Wally Kilmister
- Born: 30 April 1907 Wellington, New Zealand
- Died: 18 March 1973 (aged 65) Rotorua, New Zealand
- Nationality: New Zealander

Career history
- 1930–1938: Wembley Lions
- 1939: Southampton Saints

Individual honours
- 1936: New Zealand Champion

Team honours
- 1930, 1931: Southern League Champion
- 1932: National League Champion
- 1930, 1932, 1933: London Cup Winner
- 1931, 1932: National Trophy Winner

= Wally Kilmister =

New Zealand speedway rider

Wallace Stewart Kilmister (30 April 1907 – 18 March 1973), better known as Wally Kilmister, was an international speedway rider.

==Career summary==
Kilmister first rode in grasstrack in 1925, before taking up speedway. He began riding at the Kilbirnie track in Wellington in 1929 before travelling to England and joining the Wembley Lions in 1930. After he spent the English winter in Australia, he returned to Wembley and would continue to ride for them until 1938.

In 1935, Kilmister rode in the Star Riders' Championship and in 1936 he won the New Zealand Championship. He was also a member of New Zealand and Colonies teams in the 1930s.

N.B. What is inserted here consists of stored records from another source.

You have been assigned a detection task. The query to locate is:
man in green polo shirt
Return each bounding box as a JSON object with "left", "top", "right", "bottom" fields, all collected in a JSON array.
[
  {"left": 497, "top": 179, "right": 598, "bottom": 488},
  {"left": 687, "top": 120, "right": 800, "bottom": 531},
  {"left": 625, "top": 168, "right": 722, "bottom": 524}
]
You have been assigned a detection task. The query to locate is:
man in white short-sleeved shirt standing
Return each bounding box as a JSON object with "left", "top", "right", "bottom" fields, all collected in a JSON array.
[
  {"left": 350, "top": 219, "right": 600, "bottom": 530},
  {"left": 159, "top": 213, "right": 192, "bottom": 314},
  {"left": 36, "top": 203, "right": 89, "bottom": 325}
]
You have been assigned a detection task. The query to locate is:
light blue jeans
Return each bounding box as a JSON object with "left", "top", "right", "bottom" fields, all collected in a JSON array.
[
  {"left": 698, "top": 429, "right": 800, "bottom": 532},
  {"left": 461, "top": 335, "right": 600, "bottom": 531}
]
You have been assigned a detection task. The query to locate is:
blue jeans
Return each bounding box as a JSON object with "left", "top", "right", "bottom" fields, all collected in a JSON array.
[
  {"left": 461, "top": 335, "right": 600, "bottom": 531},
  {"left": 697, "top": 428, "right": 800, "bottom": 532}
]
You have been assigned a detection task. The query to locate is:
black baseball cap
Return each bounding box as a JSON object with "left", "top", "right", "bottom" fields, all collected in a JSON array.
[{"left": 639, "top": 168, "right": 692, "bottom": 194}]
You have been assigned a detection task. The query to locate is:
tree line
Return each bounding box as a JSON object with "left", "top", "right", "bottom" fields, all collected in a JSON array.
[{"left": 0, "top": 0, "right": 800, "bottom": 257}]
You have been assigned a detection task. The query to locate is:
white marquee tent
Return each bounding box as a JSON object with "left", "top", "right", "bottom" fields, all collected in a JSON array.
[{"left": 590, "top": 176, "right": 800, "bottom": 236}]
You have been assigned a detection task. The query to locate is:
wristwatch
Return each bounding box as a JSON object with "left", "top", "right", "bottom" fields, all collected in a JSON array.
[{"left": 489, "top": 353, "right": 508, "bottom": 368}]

At one time, he also held the New Zealand land speed record with an average of 107 mph.

== Players cigarette cards ==
Kilmister is listed as number 23 of 50 in the 1930s Player's cigarette card collection.

== Personal life ==
Kilmister opened a model and adjoining sports shop in Neeld Parade, near to Wembley Stadium during the 1930s which he was involved in until his death in 1973.

After retiring from speedway, Kilmister also lived in Taupō, New Zealand where he had a motorcycle, lawnmower and chainsaw shop.